The Borderlands and Beyond (Bachelorhood)

A record turnaround and I’m off to Canadia for Barton’s wedding. I use my few hours back in Manchester to great effect – supping wine while Licky massages my steaming feet/washes the carbon from my footprints. Then it’s away to London (a city which I know only from the postcards, following the ancient Manchester tradition of thoroughly ignoring it while there) and on across the Atlantic, by way of clockwork catapult this time. While hardly smooth, the journey in our specially hollowed-out comet is going well, until a familiar-looking shape appears from the blackest of clouds. It is Bateman, of course, in his famous Phallic Flyer – a machine so suggestive that even the brawniest of our air stewardesses blushes like a pilot caught (twice) over the limit (again).
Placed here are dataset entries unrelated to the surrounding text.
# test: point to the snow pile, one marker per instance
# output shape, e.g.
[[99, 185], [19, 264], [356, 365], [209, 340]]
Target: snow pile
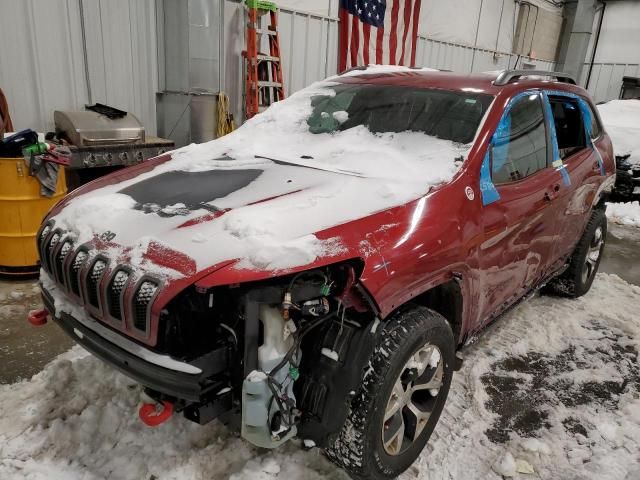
[[624, 213], [621, 119], [345, 176], [553, 388]]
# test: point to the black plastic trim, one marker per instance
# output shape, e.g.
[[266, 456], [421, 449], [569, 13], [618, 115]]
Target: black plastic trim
[[181, 385]]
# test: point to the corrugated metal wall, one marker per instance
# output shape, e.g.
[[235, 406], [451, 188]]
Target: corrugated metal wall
[[606, 79], [466, 59], [61, 54]]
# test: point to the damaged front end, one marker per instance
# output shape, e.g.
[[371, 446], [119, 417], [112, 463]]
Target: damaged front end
[[296, 348], [275, 358]]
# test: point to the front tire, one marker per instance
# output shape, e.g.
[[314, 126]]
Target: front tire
[[585, 260], [401, 396]]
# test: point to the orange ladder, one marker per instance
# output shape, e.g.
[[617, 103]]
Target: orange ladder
[[264, 83]]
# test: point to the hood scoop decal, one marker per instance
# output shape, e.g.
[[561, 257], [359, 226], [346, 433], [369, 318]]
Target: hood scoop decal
[[179, 192]]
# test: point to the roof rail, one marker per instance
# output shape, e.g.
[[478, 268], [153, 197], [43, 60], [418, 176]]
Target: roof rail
[[507, 76]]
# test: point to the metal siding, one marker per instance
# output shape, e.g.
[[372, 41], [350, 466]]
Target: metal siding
[[44, 69], [459, 58], [41, 68]]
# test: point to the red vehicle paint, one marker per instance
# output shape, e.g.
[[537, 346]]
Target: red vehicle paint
[[495, 251]]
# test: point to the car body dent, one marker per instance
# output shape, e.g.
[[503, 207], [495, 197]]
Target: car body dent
[[441, 235]]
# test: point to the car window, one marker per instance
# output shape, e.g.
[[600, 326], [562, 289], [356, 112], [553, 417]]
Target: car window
[[596, 130], [567, 118], [448, 115], [519, 147]]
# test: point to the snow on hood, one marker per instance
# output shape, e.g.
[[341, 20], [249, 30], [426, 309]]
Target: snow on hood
[[282, 185], [621, 118]]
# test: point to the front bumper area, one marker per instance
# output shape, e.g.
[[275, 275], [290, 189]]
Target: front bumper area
[[191, 387]]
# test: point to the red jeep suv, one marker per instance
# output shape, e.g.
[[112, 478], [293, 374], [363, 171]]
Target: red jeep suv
[[313, 273]]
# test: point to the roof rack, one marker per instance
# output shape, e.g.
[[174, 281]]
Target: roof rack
[[507, 76]]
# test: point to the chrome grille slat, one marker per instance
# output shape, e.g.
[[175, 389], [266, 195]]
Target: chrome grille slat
[[41, 244], [93, 282], [142, 299], [58, 264], [74, 271], [48, 253], [115, 292]]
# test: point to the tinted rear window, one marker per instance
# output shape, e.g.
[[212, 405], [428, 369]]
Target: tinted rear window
[[447, 115]]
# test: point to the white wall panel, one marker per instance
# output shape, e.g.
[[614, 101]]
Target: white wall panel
[[42, 58], [606, 79], [460, 58], [121, 55]]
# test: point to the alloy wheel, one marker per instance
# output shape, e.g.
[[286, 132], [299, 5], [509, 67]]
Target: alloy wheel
[[593, 255], [412, 399]]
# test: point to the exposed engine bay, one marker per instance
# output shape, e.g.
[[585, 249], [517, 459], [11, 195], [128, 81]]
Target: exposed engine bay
[[284, 357]]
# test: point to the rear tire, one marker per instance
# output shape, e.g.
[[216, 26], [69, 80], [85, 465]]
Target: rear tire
[[585, 260], [400, 398]]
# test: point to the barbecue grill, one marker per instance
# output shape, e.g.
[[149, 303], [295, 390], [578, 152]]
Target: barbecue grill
[[107, 137]]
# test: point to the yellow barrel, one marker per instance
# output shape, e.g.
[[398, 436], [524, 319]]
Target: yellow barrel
[[22, 209]]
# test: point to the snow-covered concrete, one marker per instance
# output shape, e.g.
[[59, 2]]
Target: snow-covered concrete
[[624, 213], [554, 387]]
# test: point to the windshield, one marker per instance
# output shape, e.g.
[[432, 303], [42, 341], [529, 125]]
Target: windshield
[[442, 114]]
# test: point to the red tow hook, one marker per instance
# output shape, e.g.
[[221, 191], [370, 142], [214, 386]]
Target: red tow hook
[[38, 318], [150, 415]]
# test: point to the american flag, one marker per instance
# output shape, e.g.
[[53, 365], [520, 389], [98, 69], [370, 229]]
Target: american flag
[[378, 31]]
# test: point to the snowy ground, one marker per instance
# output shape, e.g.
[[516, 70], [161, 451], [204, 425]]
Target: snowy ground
[[554, 388], [624, 213]]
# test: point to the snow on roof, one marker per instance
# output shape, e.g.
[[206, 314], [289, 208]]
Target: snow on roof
[[350, 174], [621, 119], [77, 419], [378, 69]]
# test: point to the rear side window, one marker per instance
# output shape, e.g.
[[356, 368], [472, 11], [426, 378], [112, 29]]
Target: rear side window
[[596, 130], [519, 148], [567, 118]]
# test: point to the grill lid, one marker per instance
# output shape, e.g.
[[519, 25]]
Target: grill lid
[[92, 128]]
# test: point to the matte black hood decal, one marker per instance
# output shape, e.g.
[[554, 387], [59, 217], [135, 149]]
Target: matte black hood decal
[[193, 189]]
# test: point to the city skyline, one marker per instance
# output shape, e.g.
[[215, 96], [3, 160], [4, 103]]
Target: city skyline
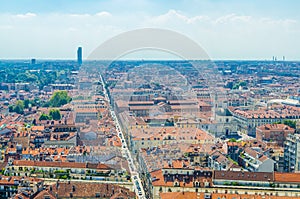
[[232, 30]]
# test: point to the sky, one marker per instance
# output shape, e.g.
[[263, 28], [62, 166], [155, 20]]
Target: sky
[[225, 29]]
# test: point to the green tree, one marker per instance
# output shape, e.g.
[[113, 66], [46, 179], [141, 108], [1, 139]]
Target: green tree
[[19, 107], [44, 117], [55, 114], [26, 103], [59, 98]]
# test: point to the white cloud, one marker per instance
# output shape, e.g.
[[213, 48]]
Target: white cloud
[[229, 35], [103, 14], [27, 15]]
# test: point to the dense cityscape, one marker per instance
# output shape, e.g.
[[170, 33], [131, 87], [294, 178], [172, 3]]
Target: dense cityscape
[[149, 99], [150, 129]]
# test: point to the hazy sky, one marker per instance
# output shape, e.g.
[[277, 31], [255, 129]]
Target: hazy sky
[[226, 29]]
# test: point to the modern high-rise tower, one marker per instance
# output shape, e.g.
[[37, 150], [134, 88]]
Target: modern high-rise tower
[[79, 55]]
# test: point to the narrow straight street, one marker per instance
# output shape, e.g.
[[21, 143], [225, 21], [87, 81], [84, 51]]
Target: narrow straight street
[[138, 187]]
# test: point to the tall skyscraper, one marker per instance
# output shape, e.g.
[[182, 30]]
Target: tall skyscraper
[[79, 55]]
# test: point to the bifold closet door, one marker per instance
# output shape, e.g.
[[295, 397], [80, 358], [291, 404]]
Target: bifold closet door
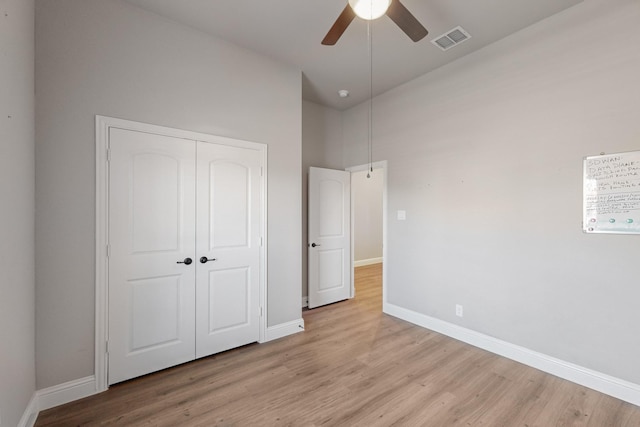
[[152, 253], [228, 245]]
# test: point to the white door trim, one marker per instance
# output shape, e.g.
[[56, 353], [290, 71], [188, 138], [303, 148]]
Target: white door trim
[[380, 166], [103, 124]]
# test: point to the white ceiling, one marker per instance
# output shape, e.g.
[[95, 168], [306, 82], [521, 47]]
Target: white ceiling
[[291, 30]]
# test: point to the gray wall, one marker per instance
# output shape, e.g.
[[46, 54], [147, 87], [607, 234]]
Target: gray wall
[[107, 57], [367, 214], [322, 148], [17, 330], [485, 155]]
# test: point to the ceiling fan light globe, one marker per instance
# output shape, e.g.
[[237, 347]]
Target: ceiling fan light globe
[[369, 9]]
‘Woah there!’ he bellows, slapping a leather glove against our stony-faced exterior, ‘Where do you thing you’re going?’

Fortunately for us, the navigator is able to maintain just enough speed to prevent us becoming but a drop in the ocean.

‘To bloomin’ Canadia,’ I retort – omitting curses to spare my bucolic family from the muck and brass of town.

‘Behold my Bachelor preserver,’ he gestures up and down his silver sheath, ‘come to save Barton from eternal error!’

‘He’s getting bloomin’ married,’ I splutter, ‘like all of us – most of us – will one day, now get out of our way good sir.’

At which Bateman fires what can only be described as a salami-based projectile towards our vessel. Mrs Bargreaves, preparing an eight-inch thick lasagne for the assembled passengers and crew, reacts quicker than those salivating around her, lifing her prized baking tray to the heavens and deflecting Bateman’s ill-intended missile towards Alderon. Defeated, he reverses dangerously - back towards his Cheshire headquarters.

We touch down safely in Alberta, are met by Marny, her brother and his wife and begin the short journey to their folks’ snug retreat in the Borderlands. Eighteen hours later we are sat eating pancakes and maple syrup while looking out at a wedding cake landscape that encompasses British Columbia, Montana and lots of white space in between. If the geography is intimidating the new family is anything but. With Smoky Uncle Bargreaves due to arrive the next day the only daunt taunting me is how to deliver a memorable best man’s speech while sober, to the sober, who will no doubt remember it as faithfully as the hymns I can only mime to.